I have an exercise to use the mean value theorem for integrals to show that

$$\frac{1}{7\sqrt 2}\le\int_0^1\frac{x^6}{\sqrt{1+x^2}}\ dx\le\frac{1}7$$

I've determined that the integrand is increasing on the given interval and therefore minimized at $x=0$ and maximized at $x=1$.

By the integral MVT there exists some point $c\in [0,1]$ such that

$$\int_0^1\frac{x^6}{\sqrt{1+x^2}}\ dx = f(c)(1-0) = f(c)$$

Since $0\le f(c)\le 1/\sqrt 2$ I get a bound but not as tight as the one requested.

But at this point I'm not sure where a factor of 7 comes from. I could guess that I should start actually integrating some stuff but then that seems like I'm not using the integral MVT as instructed.

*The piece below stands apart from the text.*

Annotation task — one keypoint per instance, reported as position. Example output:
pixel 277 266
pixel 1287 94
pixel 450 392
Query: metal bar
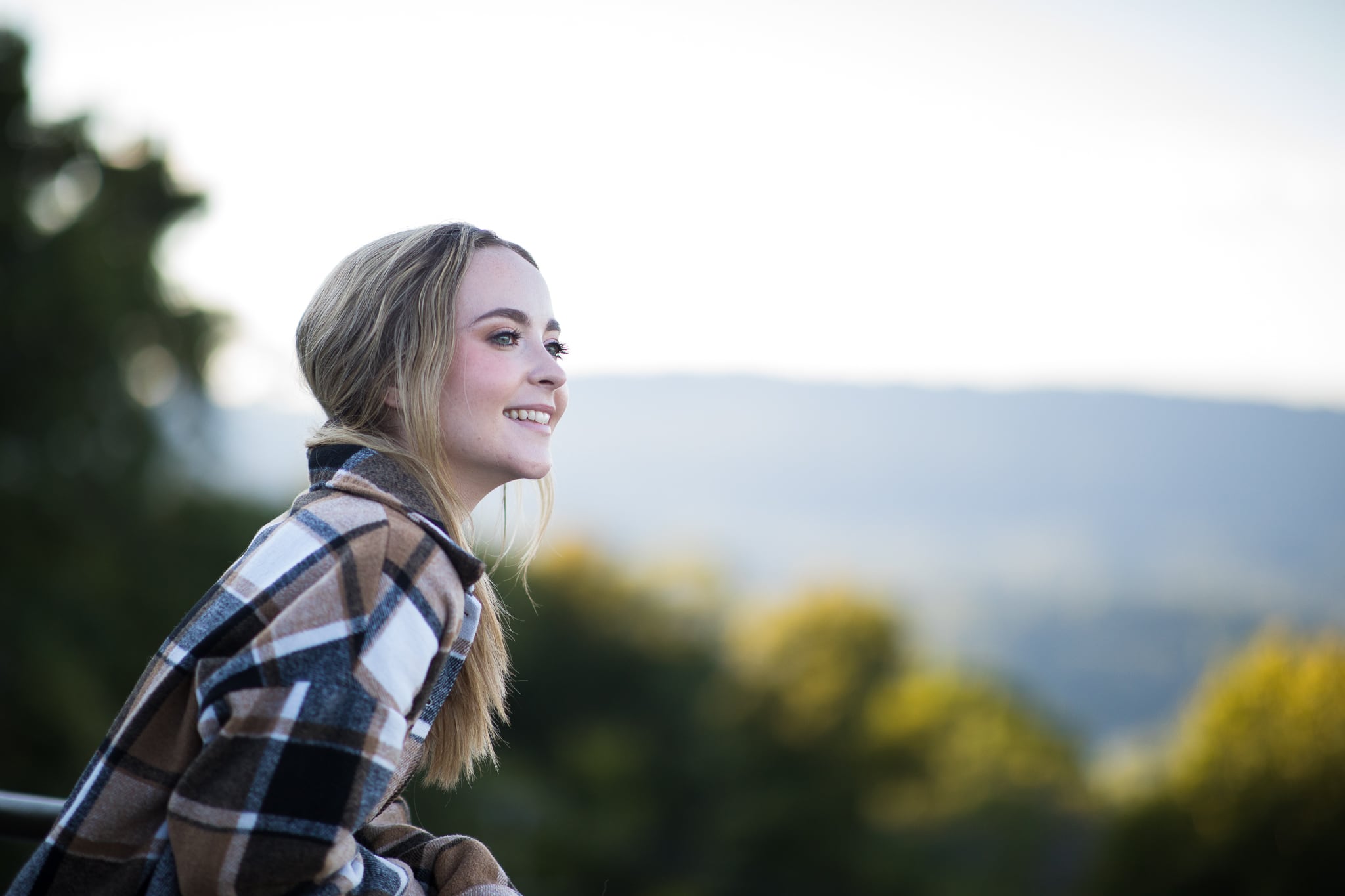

If I tried doing just a little, I could set $u=1+x^2$ so that the integral becomes

$$\int_1^{2}\frac{x^6}{u^{1/2}} \left(\frac{du}{2x^2}\right) = \frac 1 2 \int_1^2 \frac{x^4\ du}{u^{1/2}} = \frac 1 2 \int_1^2\frac{(u-1)^2\ du}{u^{1/2}}$$

But like ... now I'm just computing the integral.

Answer 1

Let $f(x)=\frac1{\sqrt{1+x^2}}$ and $g(x)=x^6$. Then, $$\int_0^1f(x)g(x)dx=c\int_0^1g(x)dx$$ were $c\in[\min f([0,1]),\max f([0,1])]=[1/\sqrt2,1]$.

Answer 2

By MVT, we have some $c\in (0,1)$ such that

$$ \int_0^1 \frac{x^n}{\sqrt{1+x^2}} d x =\frac{1}{\sqrt{1+c^2}} \int_0^1 x^n d x =\frac{1}{(n+1) \sqrt{1+c^2}} $$ Meanwhile, $$ \begin{aligned} & \frac{1}{\sqrt{2}} \leqslant \frac{1}{\sqrt{1+c^2}} \leqslant \frac{1}{1}=1 \\ \Rightarrow & \frac{1}{(n+1)\sqrt{2}} \leqslant \frac{1}{(n+1) \sqrt{1+c^2}} \leqslant \frac{1}{n+1} \end{aligned} $$ Hence, in general,$$ \boxed{\frac{1}{(n+1) \sqrt{2}} \leqslant \int_0^1 \frac{x^n}{\sqrt{1+x^2}} d x \leqslant \frac{1}{n+1}} $$